The Batch System (SLURM)¶
Objectives
- Get information about what a batch system is and which one is used at HPC2N.
- Learn basic commands for the batch system used at HPC2N.
- How to create a basic batch script.
- Managing your job: submitting, status, cancelling, checking…
- Learn how to allocate specific parts of Kebnekaise: skylake, zen3/zen4, GPUs…
- Large/long/parallel jobs must be run through the batch system.
- Kebnekaise is running Slurm.
- Slurm is an Open Source job scheduler, which provides three key functions.
- Keeps track of available system resources.
- Enforces local system resource usage and job scheduling policies.
- Manages a job queue, distributing work across resources according to policies.
- In order to run a batch job, you need to create and submit a SLURM submit file (also called a batch submit file, a batch script, or a job script).
Note
Guides and documentation for the batch system at HPC2N here at: HPC2N’s batch system documentation.
Basic commands¶
Using a job script is often recommended.
- If you ask for the resources on the command line, you will wait for the program to run before you can use the window again (unless you can send it to the background with &).
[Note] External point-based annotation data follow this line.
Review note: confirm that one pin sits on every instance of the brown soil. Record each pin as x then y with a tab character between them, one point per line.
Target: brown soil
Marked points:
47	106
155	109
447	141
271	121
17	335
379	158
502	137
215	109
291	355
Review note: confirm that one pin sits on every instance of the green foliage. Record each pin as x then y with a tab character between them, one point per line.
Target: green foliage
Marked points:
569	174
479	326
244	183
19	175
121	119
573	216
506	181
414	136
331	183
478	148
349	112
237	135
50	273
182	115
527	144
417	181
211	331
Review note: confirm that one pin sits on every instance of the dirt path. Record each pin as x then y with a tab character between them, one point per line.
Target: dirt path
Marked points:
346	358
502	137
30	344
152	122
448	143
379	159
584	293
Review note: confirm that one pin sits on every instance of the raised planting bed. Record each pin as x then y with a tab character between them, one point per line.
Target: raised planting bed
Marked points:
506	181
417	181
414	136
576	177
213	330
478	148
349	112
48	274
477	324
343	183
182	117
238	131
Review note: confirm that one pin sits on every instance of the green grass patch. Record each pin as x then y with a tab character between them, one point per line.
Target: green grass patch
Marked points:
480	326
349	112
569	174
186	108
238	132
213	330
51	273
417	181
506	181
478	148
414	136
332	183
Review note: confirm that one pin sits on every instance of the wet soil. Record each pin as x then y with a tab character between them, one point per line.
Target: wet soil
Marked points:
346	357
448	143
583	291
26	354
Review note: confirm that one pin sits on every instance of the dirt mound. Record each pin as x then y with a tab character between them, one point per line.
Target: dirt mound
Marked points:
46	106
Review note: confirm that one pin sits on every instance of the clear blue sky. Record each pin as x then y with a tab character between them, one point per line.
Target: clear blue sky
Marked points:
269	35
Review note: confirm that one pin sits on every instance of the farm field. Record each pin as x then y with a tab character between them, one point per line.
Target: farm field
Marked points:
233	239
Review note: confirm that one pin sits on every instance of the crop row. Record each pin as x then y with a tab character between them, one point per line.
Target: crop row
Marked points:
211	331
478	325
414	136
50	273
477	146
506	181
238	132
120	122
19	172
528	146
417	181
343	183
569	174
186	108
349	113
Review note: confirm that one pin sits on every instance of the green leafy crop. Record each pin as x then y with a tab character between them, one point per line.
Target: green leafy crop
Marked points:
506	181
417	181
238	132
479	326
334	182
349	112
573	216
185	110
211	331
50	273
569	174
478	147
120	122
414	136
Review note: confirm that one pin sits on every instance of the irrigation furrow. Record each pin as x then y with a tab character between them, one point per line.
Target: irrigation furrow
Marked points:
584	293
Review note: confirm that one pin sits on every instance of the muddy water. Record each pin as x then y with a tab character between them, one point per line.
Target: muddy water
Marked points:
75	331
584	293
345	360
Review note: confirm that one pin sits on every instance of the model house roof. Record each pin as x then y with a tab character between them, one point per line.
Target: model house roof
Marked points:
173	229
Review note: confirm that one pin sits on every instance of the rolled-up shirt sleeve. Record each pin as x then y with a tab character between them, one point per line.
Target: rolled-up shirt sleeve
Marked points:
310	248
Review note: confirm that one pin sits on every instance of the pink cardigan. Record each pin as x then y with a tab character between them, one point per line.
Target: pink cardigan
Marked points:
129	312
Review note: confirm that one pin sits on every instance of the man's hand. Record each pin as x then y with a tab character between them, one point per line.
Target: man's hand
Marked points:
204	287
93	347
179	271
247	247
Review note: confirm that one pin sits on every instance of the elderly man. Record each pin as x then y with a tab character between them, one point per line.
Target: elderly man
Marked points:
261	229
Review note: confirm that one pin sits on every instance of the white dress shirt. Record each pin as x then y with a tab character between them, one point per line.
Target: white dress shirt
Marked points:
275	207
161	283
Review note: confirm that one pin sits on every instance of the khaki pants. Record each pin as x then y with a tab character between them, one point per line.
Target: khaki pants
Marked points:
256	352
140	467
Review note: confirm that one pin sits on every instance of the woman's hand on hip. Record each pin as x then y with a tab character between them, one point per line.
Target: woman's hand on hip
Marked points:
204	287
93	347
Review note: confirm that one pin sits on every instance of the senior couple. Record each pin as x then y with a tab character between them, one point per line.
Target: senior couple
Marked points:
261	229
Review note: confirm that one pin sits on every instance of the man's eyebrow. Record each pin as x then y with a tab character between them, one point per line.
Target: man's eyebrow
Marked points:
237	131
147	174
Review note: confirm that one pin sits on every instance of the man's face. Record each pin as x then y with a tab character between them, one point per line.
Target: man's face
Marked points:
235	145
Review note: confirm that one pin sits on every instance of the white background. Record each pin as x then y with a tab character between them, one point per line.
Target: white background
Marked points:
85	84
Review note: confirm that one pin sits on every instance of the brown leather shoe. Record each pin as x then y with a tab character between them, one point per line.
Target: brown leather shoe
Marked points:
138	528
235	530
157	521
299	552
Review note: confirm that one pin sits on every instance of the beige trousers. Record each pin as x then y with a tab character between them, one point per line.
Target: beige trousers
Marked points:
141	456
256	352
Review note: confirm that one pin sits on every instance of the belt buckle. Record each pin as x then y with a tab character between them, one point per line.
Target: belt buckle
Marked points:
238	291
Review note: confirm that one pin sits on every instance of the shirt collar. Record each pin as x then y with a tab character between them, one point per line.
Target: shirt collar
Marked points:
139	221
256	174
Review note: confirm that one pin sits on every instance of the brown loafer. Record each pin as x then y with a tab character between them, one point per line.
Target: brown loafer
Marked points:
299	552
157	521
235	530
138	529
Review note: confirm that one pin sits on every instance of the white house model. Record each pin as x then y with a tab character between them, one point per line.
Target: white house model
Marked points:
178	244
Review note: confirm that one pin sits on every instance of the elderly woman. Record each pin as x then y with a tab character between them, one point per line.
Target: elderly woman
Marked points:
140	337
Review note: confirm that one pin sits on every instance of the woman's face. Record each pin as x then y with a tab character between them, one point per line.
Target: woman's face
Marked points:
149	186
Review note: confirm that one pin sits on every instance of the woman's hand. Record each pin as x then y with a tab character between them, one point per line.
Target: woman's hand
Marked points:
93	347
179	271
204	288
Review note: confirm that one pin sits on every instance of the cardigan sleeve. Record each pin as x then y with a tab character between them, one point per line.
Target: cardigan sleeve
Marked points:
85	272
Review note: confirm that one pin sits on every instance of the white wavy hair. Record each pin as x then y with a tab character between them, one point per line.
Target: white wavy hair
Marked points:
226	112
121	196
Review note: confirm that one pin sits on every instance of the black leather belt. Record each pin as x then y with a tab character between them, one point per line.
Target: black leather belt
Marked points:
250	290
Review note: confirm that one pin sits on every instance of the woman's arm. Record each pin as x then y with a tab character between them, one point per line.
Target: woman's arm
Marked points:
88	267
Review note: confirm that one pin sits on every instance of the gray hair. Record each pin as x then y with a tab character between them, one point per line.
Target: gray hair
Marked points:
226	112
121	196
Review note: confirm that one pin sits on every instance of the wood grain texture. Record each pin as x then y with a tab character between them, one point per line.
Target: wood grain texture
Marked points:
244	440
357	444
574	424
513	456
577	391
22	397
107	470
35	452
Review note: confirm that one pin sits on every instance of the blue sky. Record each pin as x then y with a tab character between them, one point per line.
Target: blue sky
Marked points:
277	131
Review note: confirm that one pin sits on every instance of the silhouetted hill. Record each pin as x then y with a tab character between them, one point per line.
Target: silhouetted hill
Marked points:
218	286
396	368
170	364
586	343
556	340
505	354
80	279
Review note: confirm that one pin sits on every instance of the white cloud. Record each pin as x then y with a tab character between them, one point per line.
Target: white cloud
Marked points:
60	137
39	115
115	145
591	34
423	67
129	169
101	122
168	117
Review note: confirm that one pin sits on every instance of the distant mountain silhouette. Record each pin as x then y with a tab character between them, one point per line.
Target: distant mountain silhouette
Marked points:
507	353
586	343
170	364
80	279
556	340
- If you use a job script you have an easy record of the commands you used, to reuse or edit for later use.
Note
When you submit a job, the system will return the Job ID. You can also get it with squeue --me
. See below.
In the following, JOBSCRIPT is the name you have given your job script and JOBID is the job ID for your job, assigned by Slurm. USERNAME is your username.
- Submit job:
sbatch JOBSCRIPT
- Get list of your jobs:
squeue -u USERNAME
orsqueue --me
- Give the Slurm commands on the command line:
srun commands-for-your-job/program
- Check on a specific job:
scontrol show job JOBID
- Delete a specific job:
scancel JOBID
- Delete all your own jobs:
scancel -u USERNAME
- Request an interactive allocation:
salloc -A PROJECT-ID .......
- Note that you will still be on the login node when the prompt returns and you MUST preface with
srun
to run on the allocated resources. - I.e.
srun MYPROGRAM
- Note that you will still be on the login node when the prompt returns and you MUST preface with
- Get more detailed info about jobs:
sacct -l -j JOBID -o jobname,NTasks,nodelist,MaxRSS,MaxVMSize
- More flags etc. can be found with
man sacct
- The output will be very wide. To view in a friendlier format, use
sacct -l -j JOBID -o jobname,NTasks,nodelist,MaxRSS,MaxVMSize | less -S
- this makes it sideways scrollable, using the left/right arrow key
- More flags etc. can be found with
- Web url with graphical info about a job:
job-usage JOBID
- More information:
man sbatch
,man srun
,man ....
Example
Submit job with sbatch
Check status with squeue --me
b-an01 [~]$ squeue --me
JOBID PARTITION NAME USER ST TIME NODES NODELIST(REASON)
27774852 cpu_zen4 simple.s bbrydsoe R 0:00 1 b-cn1701
Submit several jobs (here several instances of the same), check on the status
b-an01 [~]$ sbatch simple.sh
Submitted batch job 27774872
b-an01 [~]$ sbatch simple.sh
Submitted batch job 27774873
b-an01 [~]$ sbatch simple.sh
Submitted batch job 27774874
b-an01 [~]$ squeue --me
JOBID PARTITION NAME USER ST TIME NODES NODELIST(REASON)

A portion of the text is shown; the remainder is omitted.